The Bitter and the Sweet (2018 Version)

This is a title I use frequently, but have not used this year so far.  I guess it's just life.

I got the videos from the recital and thought everything sounded good except for the Handel (which I knew didn't sound good because I sang too fast and didn't take breaths that I should have taken).

But

I just hate how awkward I look.  As the evening wore on, I looked less and less awkward, but that's because as the evening wore on, the pieces I sang became vocally easier and easier so I was able to relax and have fun.  But I don't want to give up the difficult pieces that I sing well.  Here's the problem.  I fidget, look worried, do things with my arms to "aid" in vocal production (do these things really aid anything?) and worst of all, for whatever reason, I walked off the stage at the end of "Tanti Affetti" when the pianist had not yet finished playing, to get some water between songs.  Getting water was OK; doing it without letting the pianist finish was not.  It was like when I sang Carmen in costume and forgot to take my glasses off.  What upsets me about this isn't that I don't like how I look; it's that I know these problems are the result of my never having had the right kind of "grooming".  Over the past 14 years I have just about had the time to devote to refining my vocal technique and learning music.  I have not been in any setting where I would be coached on how to walk on and off the stage, look at the audience, and look poised while I'm singing.  This is the kind of thing that someone like "Little Miss" has had going for her since she was 10, and now I guess she's in her mid 20s.

The good news is that I had my first rehearsal with the new pianist today.  I had gotten very little sleep because after looking at the videos last night around 10 pm I was upset and found it hard to stay asleep (I didn't have a problem falling asleep, but woke up several times, the last being at 5:50 am, after which I could not go back to sleep).  Well, I can sleep tonight, I hope.  Anyhow I really sang well, including "Tanti Affetti" so I guess I really own all those high notes and fancy gimmicks and can do them at will (the way I can sing "Rejoice Greatly", which sounds hard to other people).  This pianist is more of a coach than my other pianist, who is predominatly an accompanist (I have never heard him tell me anything about style for example). This new pianist gave me a number of pointers, including about "Mon Coeur", which I have been singing for over a decade.  These subtleties are very interesting and I hope to do them justice.

So now I just have to rest (we have choir rehearsal tomorrow, for which - I think - all I have to do is sing an alto part on a chorus from Elijah) for the next few days.  I have a lesson on the 29th, last rehearsal on the 31st, and the concert on June 2.  Then I will decide what to do next.

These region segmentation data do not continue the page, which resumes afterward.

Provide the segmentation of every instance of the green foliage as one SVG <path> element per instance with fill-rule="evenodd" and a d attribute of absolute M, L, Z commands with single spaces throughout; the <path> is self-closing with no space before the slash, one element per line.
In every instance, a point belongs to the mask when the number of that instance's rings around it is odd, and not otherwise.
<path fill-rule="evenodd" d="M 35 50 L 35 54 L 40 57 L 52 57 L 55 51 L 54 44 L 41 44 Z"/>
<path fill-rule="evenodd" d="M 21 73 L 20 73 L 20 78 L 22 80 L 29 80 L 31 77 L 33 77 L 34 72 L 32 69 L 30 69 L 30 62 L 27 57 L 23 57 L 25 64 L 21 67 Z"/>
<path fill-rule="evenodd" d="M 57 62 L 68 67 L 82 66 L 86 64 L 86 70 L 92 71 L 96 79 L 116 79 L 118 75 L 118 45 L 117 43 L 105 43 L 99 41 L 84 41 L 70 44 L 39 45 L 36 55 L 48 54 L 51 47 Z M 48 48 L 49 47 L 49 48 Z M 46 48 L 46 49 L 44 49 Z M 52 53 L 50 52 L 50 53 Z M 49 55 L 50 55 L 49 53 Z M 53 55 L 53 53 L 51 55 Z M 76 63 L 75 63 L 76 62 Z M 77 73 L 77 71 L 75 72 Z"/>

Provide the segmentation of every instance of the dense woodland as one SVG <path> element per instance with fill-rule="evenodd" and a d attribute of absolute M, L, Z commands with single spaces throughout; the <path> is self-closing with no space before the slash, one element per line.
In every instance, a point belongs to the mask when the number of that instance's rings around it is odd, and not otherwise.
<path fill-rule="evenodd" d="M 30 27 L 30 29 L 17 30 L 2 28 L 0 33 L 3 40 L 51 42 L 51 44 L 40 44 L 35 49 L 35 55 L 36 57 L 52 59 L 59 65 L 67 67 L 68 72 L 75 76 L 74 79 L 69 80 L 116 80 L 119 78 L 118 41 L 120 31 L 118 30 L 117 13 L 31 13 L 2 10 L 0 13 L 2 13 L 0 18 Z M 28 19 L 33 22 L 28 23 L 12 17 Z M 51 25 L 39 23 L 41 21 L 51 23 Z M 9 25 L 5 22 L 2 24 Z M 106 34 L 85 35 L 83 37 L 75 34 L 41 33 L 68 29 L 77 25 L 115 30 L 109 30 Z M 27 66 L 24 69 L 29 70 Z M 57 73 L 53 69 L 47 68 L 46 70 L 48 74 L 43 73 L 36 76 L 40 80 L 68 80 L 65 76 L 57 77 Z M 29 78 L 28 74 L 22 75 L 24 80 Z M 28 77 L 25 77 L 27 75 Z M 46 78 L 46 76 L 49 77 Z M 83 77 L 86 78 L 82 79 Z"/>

This new pianist aspires to be a conductor and has conducted operas with a small company in Brooklyn that has an orchestra.  He asked me if I would want to sing in their opera chorus and I said no (politely).  There is no pay involved and there would be a lot of rehearsal time.  I would rather sing recitals of songs and arias in front of a small audience than be lost in a big opera chorus. I might do it if I were younger and could see it as a step toward singing a leading role, but now, no.